What’s more, even with the highest quality images, the potential for error in face recognition still exists across all demographics. According to some studies, women and people with darker skin tones face the greatest risk of misidentification. These differences are often the result of differences in training data—in other words, the AI/machine-learning that powers the face recognition algorithms learned from data sets that were predominantly white and predominantly male so that it performs much better on images from those groups.

These two factors – overall unreliability in the field and inequitable performance – led the Axon AI Ethics Board report on face recognition to call on Axon to not develop face recognition technology for its body-worn cameras. Axon accepted that recommendation. Additionally, the city of Orlando, which conducted two separate trials of Amazon’s Rekognition software, declined to implement a face recognition program for similar reasons.

Are there reasons why the public should be concerned?
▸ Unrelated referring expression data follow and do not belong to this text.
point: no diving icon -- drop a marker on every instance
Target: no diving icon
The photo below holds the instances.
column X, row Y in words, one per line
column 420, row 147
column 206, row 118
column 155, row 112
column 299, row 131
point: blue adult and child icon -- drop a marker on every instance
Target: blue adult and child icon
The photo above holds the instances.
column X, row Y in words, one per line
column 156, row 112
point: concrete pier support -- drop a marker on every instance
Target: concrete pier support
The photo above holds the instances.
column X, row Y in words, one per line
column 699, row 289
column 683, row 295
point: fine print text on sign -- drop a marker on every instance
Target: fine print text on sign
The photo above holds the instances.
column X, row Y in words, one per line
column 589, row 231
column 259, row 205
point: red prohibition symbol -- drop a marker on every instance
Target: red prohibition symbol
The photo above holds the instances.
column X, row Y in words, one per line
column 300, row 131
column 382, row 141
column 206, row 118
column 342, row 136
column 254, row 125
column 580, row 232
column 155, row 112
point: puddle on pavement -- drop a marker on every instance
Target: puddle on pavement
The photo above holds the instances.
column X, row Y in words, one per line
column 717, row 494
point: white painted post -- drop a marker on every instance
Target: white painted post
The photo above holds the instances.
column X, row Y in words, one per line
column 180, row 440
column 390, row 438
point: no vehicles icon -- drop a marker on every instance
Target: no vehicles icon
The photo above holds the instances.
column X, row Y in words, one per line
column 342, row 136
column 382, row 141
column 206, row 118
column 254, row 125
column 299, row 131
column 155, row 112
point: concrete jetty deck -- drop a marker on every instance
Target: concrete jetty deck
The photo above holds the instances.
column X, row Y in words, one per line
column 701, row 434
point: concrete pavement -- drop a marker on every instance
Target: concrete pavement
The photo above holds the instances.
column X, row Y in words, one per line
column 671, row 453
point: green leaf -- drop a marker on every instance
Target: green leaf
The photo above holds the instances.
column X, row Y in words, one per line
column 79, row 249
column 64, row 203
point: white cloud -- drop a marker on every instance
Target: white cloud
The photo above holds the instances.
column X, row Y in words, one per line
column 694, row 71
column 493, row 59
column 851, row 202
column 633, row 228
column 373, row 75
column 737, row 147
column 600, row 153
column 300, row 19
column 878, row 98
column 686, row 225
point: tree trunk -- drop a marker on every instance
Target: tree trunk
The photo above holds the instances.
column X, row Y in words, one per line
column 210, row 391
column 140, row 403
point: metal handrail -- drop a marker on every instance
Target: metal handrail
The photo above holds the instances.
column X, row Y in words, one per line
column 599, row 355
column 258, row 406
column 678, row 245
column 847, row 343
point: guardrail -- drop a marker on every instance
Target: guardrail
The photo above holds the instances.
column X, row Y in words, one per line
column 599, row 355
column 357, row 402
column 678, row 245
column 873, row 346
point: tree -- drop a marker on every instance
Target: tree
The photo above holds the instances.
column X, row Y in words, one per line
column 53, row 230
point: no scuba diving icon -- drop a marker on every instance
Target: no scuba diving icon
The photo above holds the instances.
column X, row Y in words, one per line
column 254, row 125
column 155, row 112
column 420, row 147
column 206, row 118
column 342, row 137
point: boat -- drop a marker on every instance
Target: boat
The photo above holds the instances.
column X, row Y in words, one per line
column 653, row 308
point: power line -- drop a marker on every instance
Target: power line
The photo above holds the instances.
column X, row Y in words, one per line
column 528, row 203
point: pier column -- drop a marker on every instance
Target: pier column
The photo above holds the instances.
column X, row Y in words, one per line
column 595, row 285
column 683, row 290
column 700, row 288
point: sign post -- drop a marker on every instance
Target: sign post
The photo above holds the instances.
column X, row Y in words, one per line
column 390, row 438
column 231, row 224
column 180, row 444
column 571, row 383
As it stands, there are a few reasons why one might be concerned with law enforcement’s use of face recognition technology, particularly if left unregulated:

First, as discussed above, at the moment, the technology does not work particularly well in real-world scenarios. This means sometimes the technology can (and likely will) produce false positives. Misidentifications can have all sorts of negative potential consequences. Imagine the potential impact on an officer’s decision to use force if, for example, a face recognition algorithm misidentifies someone as a wanted murderer. In other cases, false positives have led to wrongful arrests. These negative consequences are particularly troubling if they fall disproportionately on certain races or genders, as discussed above.

Second, if and when the technology begins to work as advertised, some critics are particularly concerned that face recognition has the potential to fundamentally alter daily life and day-to-day policing. For example, unlike identification tools like fingerprints or DNA, face recognition paired with pervasive CCTV or body-worn cameras might allow police to track an individual’s movements, both in real-time and historically. With body-worn cameras, in particular, this risks turning a transparency tool into a surveillance tool. As a result, some fear that this technology might even have a chilling effect on free speech if people feel they’re constantly being watched.

Although a few jurisdictions have banned face recognition and others have adopted transparent policies, those agencies are currently the exception, not the rule. The potential concerns mentioned above cannot be overstated given how unregulated law enforcement use of face recognition is at the moment.